From:Tristan Alexander McLeay <conlang@...>
Date:Wednesday, March 22, 2006, 7:04
On 22/03/06, Mark J. Reed <markjreed@...> wrote:
> On 3/21/06, Tristan Alexander McLeay <conlang@...> wrote [quoting Mark]:
> OK, got it. Except . . . "non-syllabic vowel"? Isn't that something > like "bright darkness"??
No. A glide/semi-vowel is a non-syllabic vowel. [j] is the non-syllabic version of [i]; [w] of [u]; [M\] of [M]. All the rest are specified with the diacritic _^.
> > > [M] is the Japanese /u/... > > > > Japanese /u/ has a different sort of liprounding to normal [u], but it > > Yes? Do go on. :)
Oh, I meant to delete that (typos & thinkos like this happen when I'm typing in a hurry on a qwerty keyboard). But I'll say it anyway. Japanese /u/ has a different sort of liprounding to normal [u], but it still has liprounding. The difference can't but expressed in the IPA, but it's the same difference as between Swedish /y:/ and /u\:/, which are often considered to be distinguished solely by this feature (rather than by height). I think the proper discussion of this is in the archives somewhere and I don't think I ever quite understood which rounding was front and which one was back... But Swedish /y:/ and Japanese /u/ have the same rounding, and Swedish /u\:/ and most languages /u/ have the same rounding. This difference is to some extent perceived as unrounding.
> Friggin' Aborigines, screwing up a system that's perfectly adequate > for everyone else. Poof! Diacriticitis. :)

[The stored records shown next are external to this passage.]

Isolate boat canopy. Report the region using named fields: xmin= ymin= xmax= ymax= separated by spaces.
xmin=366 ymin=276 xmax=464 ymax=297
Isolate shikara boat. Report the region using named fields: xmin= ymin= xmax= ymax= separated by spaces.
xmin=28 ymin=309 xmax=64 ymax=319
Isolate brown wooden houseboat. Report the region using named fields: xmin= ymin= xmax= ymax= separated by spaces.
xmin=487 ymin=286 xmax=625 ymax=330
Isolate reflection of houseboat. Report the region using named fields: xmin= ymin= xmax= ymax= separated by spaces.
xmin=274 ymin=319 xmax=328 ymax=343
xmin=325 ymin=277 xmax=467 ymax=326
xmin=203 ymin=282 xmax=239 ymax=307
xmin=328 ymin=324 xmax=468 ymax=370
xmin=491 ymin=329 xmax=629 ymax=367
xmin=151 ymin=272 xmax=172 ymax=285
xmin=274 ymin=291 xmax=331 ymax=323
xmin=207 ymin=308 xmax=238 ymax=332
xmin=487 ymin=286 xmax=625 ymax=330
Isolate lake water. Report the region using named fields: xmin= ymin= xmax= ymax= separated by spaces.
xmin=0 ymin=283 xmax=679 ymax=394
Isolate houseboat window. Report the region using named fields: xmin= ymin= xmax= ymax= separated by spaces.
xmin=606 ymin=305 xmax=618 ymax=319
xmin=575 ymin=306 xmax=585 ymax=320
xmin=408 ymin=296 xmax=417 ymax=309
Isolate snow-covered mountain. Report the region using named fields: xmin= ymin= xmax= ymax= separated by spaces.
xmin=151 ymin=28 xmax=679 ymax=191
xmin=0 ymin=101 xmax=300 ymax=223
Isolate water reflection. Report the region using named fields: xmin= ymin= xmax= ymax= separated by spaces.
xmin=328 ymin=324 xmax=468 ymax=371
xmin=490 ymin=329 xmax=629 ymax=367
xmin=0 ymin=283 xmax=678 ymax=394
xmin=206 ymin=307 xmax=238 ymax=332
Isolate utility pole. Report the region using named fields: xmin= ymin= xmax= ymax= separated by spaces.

Well I get the impression that what the distinction is between postalveolar and retroflex as encoded by the IPA is still up for debate. The column marked "postalveolar" are typically used to describe palato-alveolars (partially palatised alveolars), whereas the column marked "retroflex" are frequently used to mark simple postalveolars (i.e. sounds made without retroflexion, behind the alveolar ridge but before the hard palate). And so a distinction between dental and postalveolar is reasonably common (I think very frequent in India, at least), where the postalveolars are called retroflex, but don't necessarily involve retroflexion. I think that there's also other, non-australian-aboriginal languages that have a distinction between at least dental and alveolar stops---I just didn't mention them because I don't know them. (Tho I'm now reminded of English---some Irish speakers at least use [t_d d_d] for /T D/, and even in connected speech other English speakers sometimes do the same. I think there's a corollary to "anadew", that being "seddit": some English dialect's done it too.) (On the subject of this, one sound I've recently mastered, a postalveolar ejective plosive, sounds very fun :)
> > I agree, though in handwritten notes I find 6 and @ a *lot* harder to > > distinguish. > > @ or @\? 6 and @ are backwards and upside down relative to each > other, while @\ looks summat like a 6 flipped horizontally...
I meant e and 6. e also looks summat like a @\ flipped horizontally :) -- Tristan.